Weather and climate agencies around the world have been almost unanimous in declaring 2014 the hottest year on record — something that has promoted considerable chagrin among climate change doubters. That’s because these “skeptics” have long sought to cast doubt on man-made global warming by pointing to an alleged global warming “pause” or “slowdown” — going on to suggest that the computerized climate models that scientists use to project future temperatures are flawed, and overestimate carbon dioxide’s warming effect.
So, is that true? Do the models consistently overestimate the warming effects of greenhouse gases like CO2?
As a recent study suggests, the answer is no. While many models didn’t predict the relatively modest surface-warming “hiatus,” it’s not because they’re biased in favor of greenhouse-gas emissions’ warming effects. Rather, researchers report in Nature, these computer simulations just struggle to predict “chaotic” (or random) short-term changes in the climate system that can temporarily add or subtract from CO2 emissions’ warming effects.
It’s true that air temperatures have increased slower in the past 15 years or so, and climate models on average instead predicted much more warming. And scientists are slowly beginning to figure out why temperatures didn’t rise quite as much as expected.
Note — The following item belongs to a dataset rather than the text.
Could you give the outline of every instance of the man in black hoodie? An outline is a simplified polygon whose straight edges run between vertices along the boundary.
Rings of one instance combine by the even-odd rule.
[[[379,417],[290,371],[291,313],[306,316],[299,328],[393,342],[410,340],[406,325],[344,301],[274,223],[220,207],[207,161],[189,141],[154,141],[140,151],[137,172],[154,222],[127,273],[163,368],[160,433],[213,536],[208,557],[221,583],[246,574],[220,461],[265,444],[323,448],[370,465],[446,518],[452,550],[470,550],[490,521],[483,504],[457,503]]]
One probable contributor is pure natural variability: Cyclical processes in the Earth’s climate and temporary changes in the amount of solar radiation that reach the Earth’s surface can introduce “blips” into the Earth’s warming trend. Right now, oceans may be temporarily sucking up more heat from the atmosphere than they normally do. Moreover, a temporary downturn in solar output and an increase in light-reflecting aerosol pollution (acting like a chemical sunblock of sorts) could also have partially masked CO2-driven warming.
But researchers Jochem Marotzke of the Max Planck Institute of Meteorology and Piers M. Forster of the University of Leeds also wanted to check whether climate models are biased, by testing how their temperature predictions stack up against reality. So the researchers tested how 114 model simulations that underpin last year’s assessment report of the U.N. Intergovernmental Panel on Climate Change (IPCC) performed — not just for the 15-year period from 1998-2012 but for all 15-year periods stretching back to 1900. If this analysis were to show that models consistently overestimated or underestimated the amount of warming that actually occurred, then they must have some sort of systematic bias.
As it turns out, however, the models did pretty well. In each 15-year period, the model simulations produced a range of predictions. But each 15-year interval’s actual temperature trend always fell somewhere in the models’ prediction range. Moreover, even when 15-year actual temperature trends did fall toward the edges of the corresponding predicted ranges, they weren’t consistently at the higher or lower edges. Basically, when the models were missing the mark, they weren’t doing so consistently in one direction.
So, it’s true that the IPCC model runs didn’t predict the recent warming slowdown. But as these findings show, they didn’t accurately predict certain other 15-year periods of warming accelerations or slowdowns in the past either, and it’s not because they were always overestimating warming. Indeed, in some 15-year periods, the models underestimated warming. Essentially, that means climate skeptics are cherry-picking when they point out that climate models didn’t predict the recent 15-year hiatus.
That doesn’t entirely explain why the model simulations in a given year produced varying results to begin with, though. Was it due to differences in the underlying physics coded into the models? (The models differ slightly in terms of how much light they assume hits the Earth, how “sensitive” temperatures are to changes in CO2, and how much heat the oceans suck up.) Or was it just random fluctuations in the climate system? Or a combination? The researchers did a statistical analysis to answer that question.
In the end, none of those physical reasons was a major factor. Random fluctuations had 2.5 times the impact on the model predictions’ variations as all those physical factors together did, the researchers found. Only when the researchers used longer-term intervals (of more than 60 years) did differences in sunlight amount, ocean heat trapping or climate sensitivity start to make a big difference.
So climate models may not provide the perfect picture of what will happen to temperatures in a given short-term period (on 10- or 20-year scales). But maybe they simply can’t, due to the random ways in which climate can temporarily fluctuate. That doesn’t mean that climate models aren’t valuable to us. They still give us good sense of the long-term picture, the one that is more important for us to worry about anyway: that temperatures are increasing, and that natural factors can’t explain this increase.
As the researchers argue, then, their findings ought to put to rest assertions by climate “skeptics” that climate models overestimate how much warming we’re going to get.